If you’ve read this far, you’re probably wondering what this has to do with my normal posts on security and containers. To answer that, let’s consider the disclosure of a security vulnerability. We know disclosures are published on a daily basis. We also know that some vulnerabilities are branded with snazzy names like Heartbleed, Venom and Shellshock. We further know that some vulnerabilities are more easily exploited or severe than others. In all cases, being the last to know is almost the worst scenario. The worst scenario is of course being the last to know *and* being subject to attack.
Since joining Black Duck in June, I’ve been on the lookout for a perfect vulnerability to track disclosure timelines against. Dirty Cow turns out to be the perfect candidate. For those of you who don’t know, Dirty Cow was announced to the world on October 20, 2016 and hit the press October 21, 2016. It was given the CVE identifier CVE-2016-5195. This is a vulnerability so serious that over a dozen proof of concept exploits have been published. These exploits demonstrate everything from basic privilege through to the ability to remotely trigger the vulnerability, and application isolation mechanisms such as Docker containers are no real protection.
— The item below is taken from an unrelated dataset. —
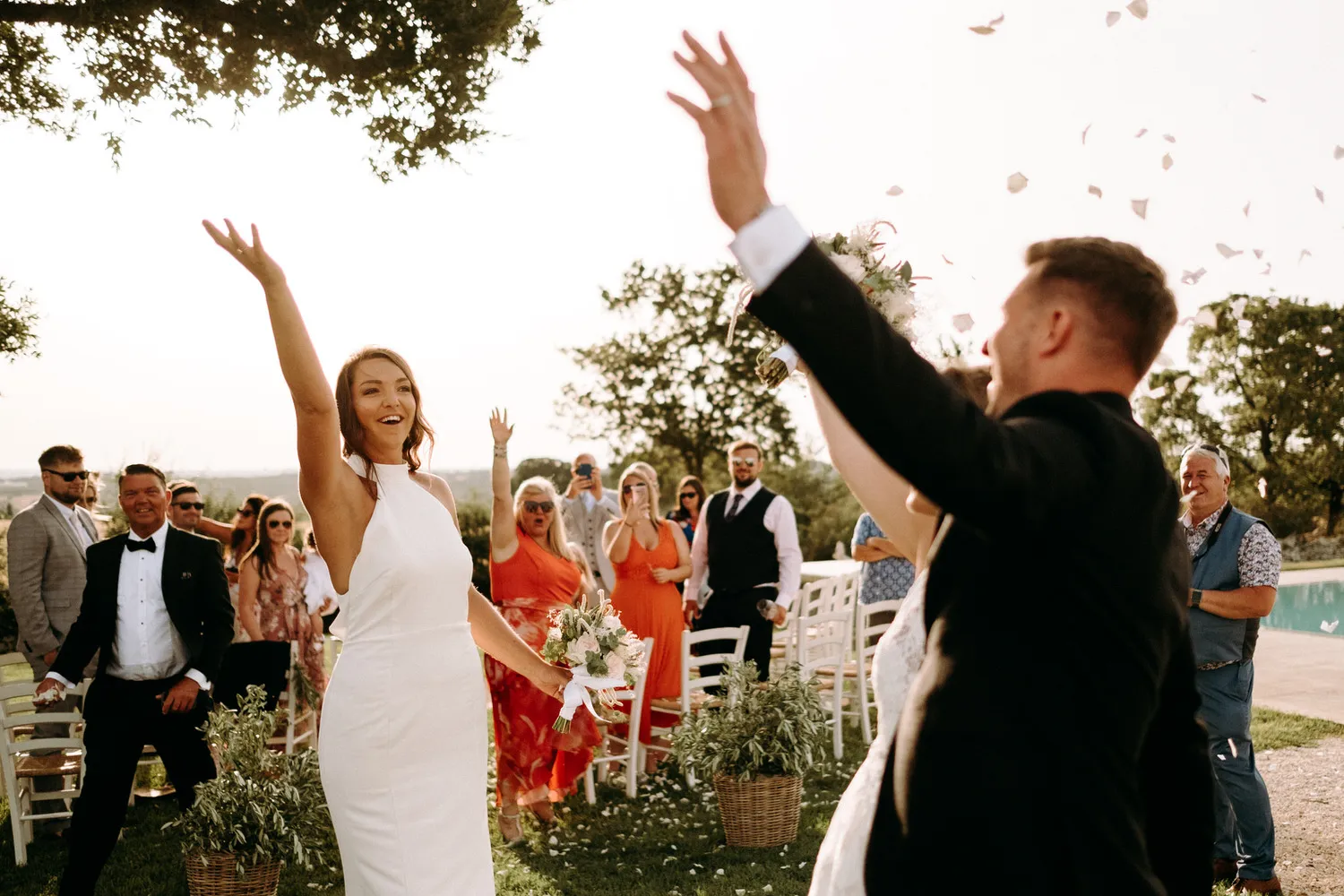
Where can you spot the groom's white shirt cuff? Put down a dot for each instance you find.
(768, 245)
Dirty Cow is precisely the type of vulnerability you need to know about ASAP, because delays in discovery can have real consequences. As it turns out, the system of disclosures itself has significant delays. The authoritative source for CVE information is the National Vulnerability Database maintained by the National Institutes of Standards and Technology in the US. It is from this source that simple vulnerability scanners and manual tools obtain their information. It also happens that if you had performed query against it on November 9, 2016 for the Dirty Cow CVE, you’d have seen no results as shown in the image below.
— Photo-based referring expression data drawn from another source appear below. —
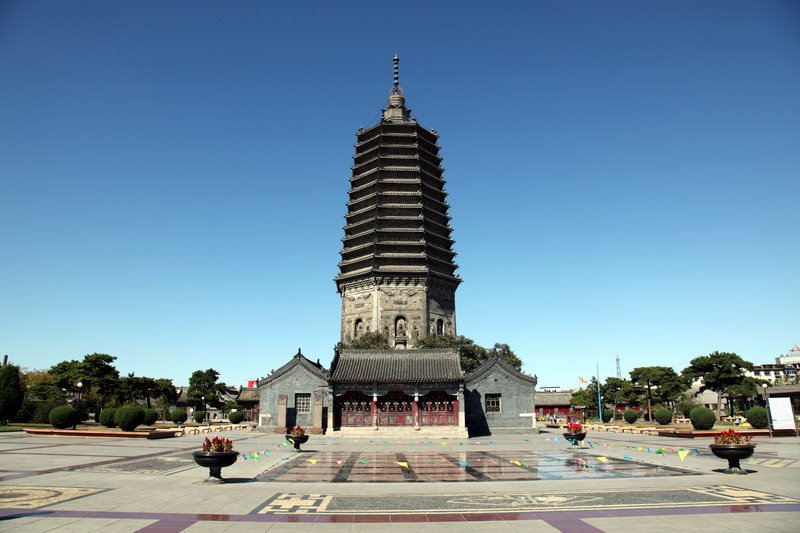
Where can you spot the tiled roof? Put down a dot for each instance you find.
(397, 366)
(298, 360)
(498, 361)
(248, 395)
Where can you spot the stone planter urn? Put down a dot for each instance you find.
(574, 438)
(733, 453)
(215, 461)
(297, 441)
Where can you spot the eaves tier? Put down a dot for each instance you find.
(397, 222)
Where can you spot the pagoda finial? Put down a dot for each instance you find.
(396, 86)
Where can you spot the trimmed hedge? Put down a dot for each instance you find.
(663, 416)
(757, 416)
(630, 416)
(178, 416)
(107, 417)
(128, 417)
(702, 418)
(150, 417)
(63, 417)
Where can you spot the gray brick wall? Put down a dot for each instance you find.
(516, 396)
(297, 381)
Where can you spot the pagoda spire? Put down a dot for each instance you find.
(396, 87)
(396, 110)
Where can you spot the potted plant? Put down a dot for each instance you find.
(297, 436)
(734, 447)
(216, 454)
(575, 433)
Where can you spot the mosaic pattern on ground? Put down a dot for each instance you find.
(516, 502)
(383, 467)
(37, 497)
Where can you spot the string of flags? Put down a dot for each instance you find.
(682, 453)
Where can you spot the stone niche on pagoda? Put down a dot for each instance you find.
(397, 269)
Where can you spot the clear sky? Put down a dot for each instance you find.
(624, 176)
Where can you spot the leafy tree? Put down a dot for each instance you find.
(661, 382)
(100, 375)
(66, 375)
(203, 383)
(504, 351)
(745, 391)
(472, 354)
(619, 391)
(719, 371)
(11, 393)
(587, 396)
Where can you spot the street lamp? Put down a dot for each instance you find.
(766, 403)
(79, 385)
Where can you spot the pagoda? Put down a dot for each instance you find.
(397, 269)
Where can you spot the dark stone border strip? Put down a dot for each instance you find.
(562, 520)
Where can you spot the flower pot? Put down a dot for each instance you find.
(297, 441)
(215, 461)
(574, 438)
(733, 453)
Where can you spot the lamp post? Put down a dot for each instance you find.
(79, 385)
(766, 403)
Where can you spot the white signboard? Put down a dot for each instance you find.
(781, 413)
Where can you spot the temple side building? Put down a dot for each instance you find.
(397, 277)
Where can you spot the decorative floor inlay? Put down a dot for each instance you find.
(36, 497)
(385, 467)
(515, 501)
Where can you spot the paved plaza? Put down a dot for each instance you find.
(616, 482)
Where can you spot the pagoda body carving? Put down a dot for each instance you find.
(397, 269)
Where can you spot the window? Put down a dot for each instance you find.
(493, 403)
(302, 403)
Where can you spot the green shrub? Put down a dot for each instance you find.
(630, 416)
(663, 416)
(63, 417)
(107, 417)
(150, 417)
(178, 416)
(757, 416)
(128, 417)
(702, 418)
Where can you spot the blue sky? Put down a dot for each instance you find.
(623, 176)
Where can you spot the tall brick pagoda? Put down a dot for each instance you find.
(397, 273)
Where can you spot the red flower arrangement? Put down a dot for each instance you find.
(732, 437)
(217, 445)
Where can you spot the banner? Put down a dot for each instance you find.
(780, 410)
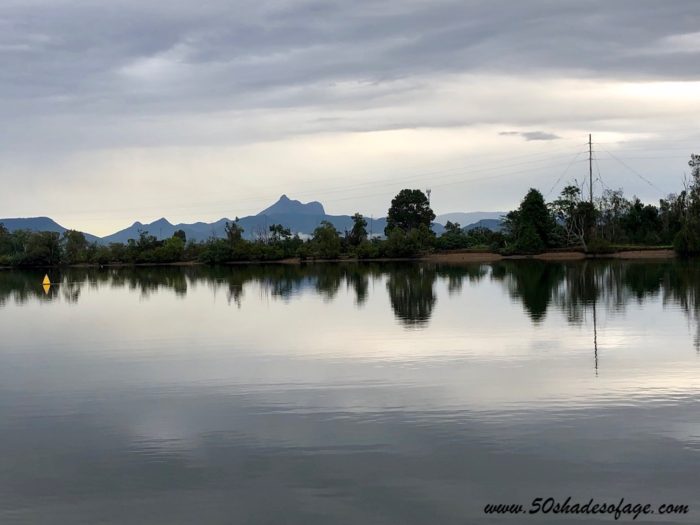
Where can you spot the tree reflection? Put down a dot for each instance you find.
(574, 288)
(532, 282)
(411, 293)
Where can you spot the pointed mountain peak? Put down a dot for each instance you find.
(285, 205)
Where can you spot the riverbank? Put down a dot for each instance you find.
(444, 257)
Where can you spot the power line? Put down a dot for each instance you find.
(635, 172)
(563, 173)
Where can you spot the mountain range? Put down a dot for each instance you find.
(299, 217)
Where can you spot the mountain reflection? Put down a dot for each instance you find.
(572, 288)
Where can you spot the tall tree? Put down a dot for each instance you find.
(359, 230)
(409, 210)
(531, 226)
(74, 246)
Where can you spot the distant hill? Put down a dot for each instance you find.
(469, 217)
(302, 218)
(39, 224)
(495, 225)
(286, 206)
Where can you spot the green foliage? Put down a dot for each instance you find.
(358, 234)
(410, 243)
(75, 247)
(180, 234)
(326, 241)
(409, 209)
(531, 227)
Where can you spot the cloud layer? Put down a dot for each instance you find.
(179, 95)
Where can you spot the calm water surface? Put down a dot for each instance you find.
(369, 394)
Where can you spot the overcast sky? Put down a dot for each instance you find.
(131, 110)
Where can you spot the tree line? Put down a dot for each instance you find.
(609, 222)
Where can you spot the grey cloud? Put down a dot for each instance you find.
(531, 135)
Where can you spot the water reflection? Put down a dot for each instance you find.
(573, 288)
(345, 393)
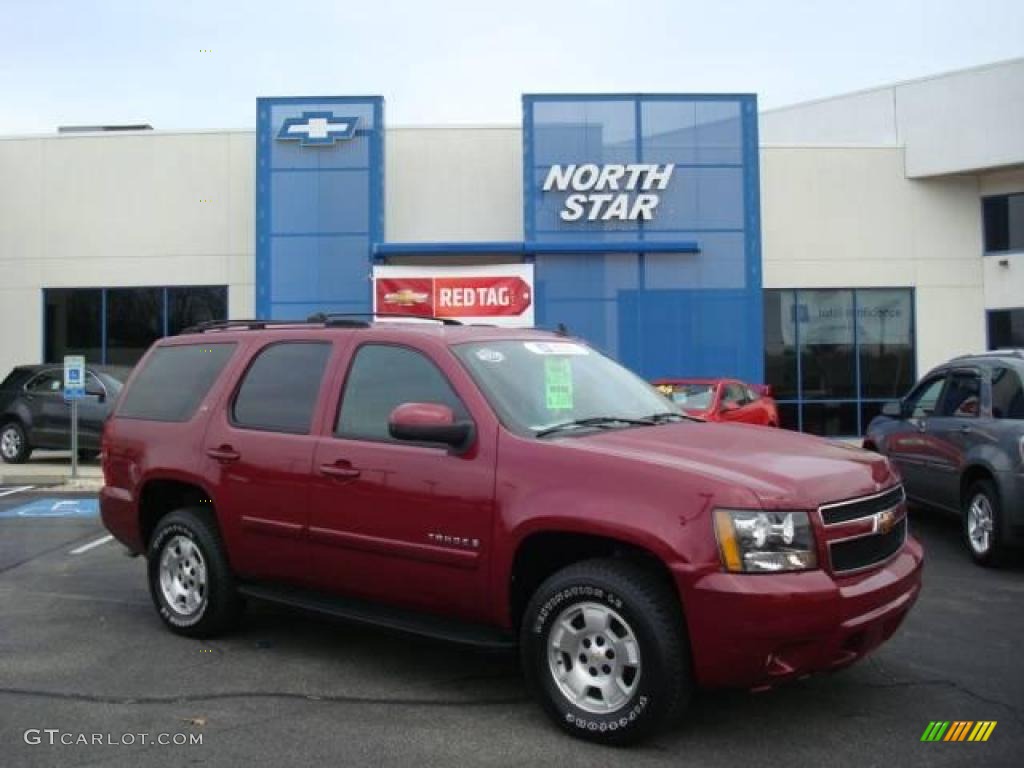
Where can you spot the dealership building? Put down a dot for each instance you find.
(835, 250)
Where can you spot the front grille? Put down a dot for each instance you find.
(856, 508)
(865, 551)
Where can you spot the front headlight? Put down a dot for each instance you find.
(760, 542)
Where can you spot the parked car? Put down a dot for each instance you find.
(722, 399)
(957, 439)
(35, 415)
(502, 487)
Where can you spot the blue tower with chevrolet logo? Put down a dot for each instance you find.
(641, 218)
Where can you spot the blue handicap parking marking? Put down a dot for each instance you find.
(54, 508)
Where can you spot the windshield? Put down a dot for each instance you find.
(537, 385)
(690, 396)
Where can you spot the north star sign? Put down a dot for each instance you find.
(316, 128)
(609, 193)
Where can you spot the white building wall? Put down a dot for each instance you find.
(459, 183)
(849, 218)
(146, 209)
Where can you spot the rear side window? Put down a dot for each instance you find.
(383, 378)
(1008, 397)
(280, 389)
(173, 382)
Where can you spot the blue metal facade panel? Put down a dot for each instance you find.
(695, 313)
(320, 207)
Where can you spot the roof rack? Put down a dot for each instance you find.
(331, 318)
(328, 320)
(993, 353)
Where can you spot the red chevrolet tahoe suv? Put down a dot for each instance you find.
(500, 487)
The NVD was updated on November 10, 2016 to contain information on Dirty Cow and now has the following entry. Note the statement "as exploited in the wild in October 2016," which isn’t overly encouraging.
Looking at the timeline, we see approximately three weeks during which a high profile vulnerability was circulating in the media, had many exploits demonstrating its severity freely available on the internet, but for which no information was available in the NVD. Now I’m not trying to fault the folks over at NIST for the delay; rather I’m trying to highlight that if the NVD is your primary source for information, there’s a good chance you’re at needless risk. Further, if you’re thinking monitoring the media is going to be a sound strategy, they really only pick up on the branded high profile stuff. Serious issues aren’t always going to have that special treatment, and we honestly don’t need more vulnerability brand silliness.
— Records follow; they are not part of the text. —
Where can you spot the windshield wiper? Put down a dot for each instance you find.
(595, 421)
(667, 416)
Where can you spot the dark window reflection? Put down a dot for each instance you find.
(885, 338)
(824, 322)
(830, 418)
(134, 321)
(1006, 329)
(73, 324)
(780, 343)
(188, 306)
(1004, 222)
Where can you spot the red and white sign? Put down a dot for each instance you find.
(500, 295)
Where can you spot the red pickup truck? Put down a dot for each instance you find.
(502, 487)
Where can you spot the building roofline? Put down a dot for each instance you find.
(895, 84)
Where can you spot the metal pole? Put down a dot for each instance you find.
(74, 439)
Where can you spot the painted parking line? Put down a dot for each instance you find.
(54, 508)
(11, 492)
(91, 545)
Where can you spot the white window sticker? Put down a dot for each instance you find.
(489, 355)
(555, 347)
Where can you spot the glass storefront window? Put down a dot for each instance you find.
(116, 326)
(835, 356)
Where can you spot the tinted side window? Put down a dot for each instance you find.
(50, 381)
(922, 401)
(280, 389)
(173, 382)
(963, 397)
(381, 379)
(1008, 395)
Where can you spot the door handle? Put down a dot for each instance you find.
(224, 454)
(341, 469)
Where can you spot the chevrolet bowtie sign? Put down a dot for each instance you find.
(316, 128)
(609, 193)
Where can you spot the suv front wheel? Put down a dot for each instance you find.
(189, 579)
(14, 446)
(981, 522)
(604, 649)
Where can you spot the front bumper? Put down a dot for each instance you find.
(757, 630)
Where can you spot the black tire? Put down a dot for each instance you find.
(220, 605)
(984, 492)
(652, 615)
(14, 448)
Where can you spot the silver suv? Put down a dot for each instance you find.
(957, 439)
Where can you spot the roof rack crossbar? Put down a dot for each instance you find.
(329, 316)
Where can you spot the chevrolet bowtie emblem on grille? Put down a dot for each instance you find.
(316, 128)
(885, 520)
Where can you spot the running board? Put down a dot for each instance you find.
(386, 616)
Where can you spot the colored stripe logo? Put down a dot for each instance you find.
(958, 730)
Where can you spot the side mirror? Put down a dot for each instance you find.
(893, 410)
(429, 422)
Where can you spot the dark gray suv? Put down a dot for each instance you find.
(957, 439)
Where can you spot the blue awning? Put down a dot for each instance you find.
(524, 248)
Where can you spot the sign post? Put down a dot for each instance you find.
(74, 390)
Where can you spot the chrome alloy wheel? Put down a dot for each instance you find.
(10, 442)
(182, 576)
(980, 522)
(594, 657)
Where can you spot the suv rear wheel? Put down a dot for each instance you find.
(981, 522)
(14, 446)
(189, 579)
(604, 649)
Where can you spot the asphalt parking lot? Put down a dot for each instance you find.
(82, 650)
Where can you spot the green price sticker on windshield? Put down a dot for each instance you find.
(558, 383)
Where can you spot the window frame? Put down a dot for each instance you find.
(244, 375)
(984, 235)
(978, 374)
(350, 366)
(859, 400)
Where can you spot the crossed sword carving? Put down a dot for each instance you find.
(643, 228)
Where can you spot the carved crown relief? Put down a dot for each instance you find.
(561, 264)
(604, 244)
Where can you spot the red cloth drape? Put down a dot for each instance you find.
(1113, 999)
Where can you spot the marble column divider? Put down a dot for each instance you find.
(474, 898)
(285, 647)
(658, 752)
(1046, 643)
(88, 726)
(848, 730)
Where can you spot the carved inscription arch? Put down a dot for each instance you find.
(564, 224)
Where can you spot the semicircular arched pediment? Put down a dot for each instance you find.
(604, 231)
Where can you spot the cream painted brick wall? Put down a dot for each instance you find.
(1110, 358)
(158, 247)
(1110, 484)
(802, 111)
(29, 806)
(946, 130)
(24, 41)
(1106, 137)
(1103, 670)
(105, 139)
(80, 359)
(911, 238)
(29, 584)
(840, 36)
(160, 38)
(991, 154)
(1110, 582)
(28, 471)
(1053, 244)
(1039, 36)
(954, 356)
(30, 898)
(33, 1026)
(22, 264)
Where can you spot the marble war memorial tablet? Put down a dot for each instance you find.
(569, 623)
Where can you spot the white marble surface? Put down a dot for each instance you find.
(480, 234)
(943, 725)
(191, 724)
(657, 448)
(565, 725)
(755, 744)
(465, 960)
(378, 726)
Of course by this point you’re not only expecting me to say “there’s a better way,” but also that Black Duck can help. You are correct, of course. Black Duck does have NVD data as an information source, but we also have multiple additional data feeds; including teams whose job it is to monitor for vulnerability activity that isn’t part of the NVD. This is Black Duck Enhanced Data, and is a key part of our value.
The screen shot below shows the Black Duck Hub view of the world for Dirty Cow. We first became aware of activity leading to the eventual disclosure on October 17, 2016 and published our report on October 20, 2016. This means someone performing a code scan on October 20, 2016 would’ve known about Dirty Cow the day before the media storm started and many days before the explosion of proof of concept exploits. That’s critical to protecting against attacks.
In conclusion, if you have an open source vulnerability solution you need to ask your vendor precisely where they get their information from. If the answer only includes the NVD, then I argue it’s time to look for a better solution. Your business could depend upon it. Don’t be the last person to know when a security vulnerability is disclosed, be one of the first.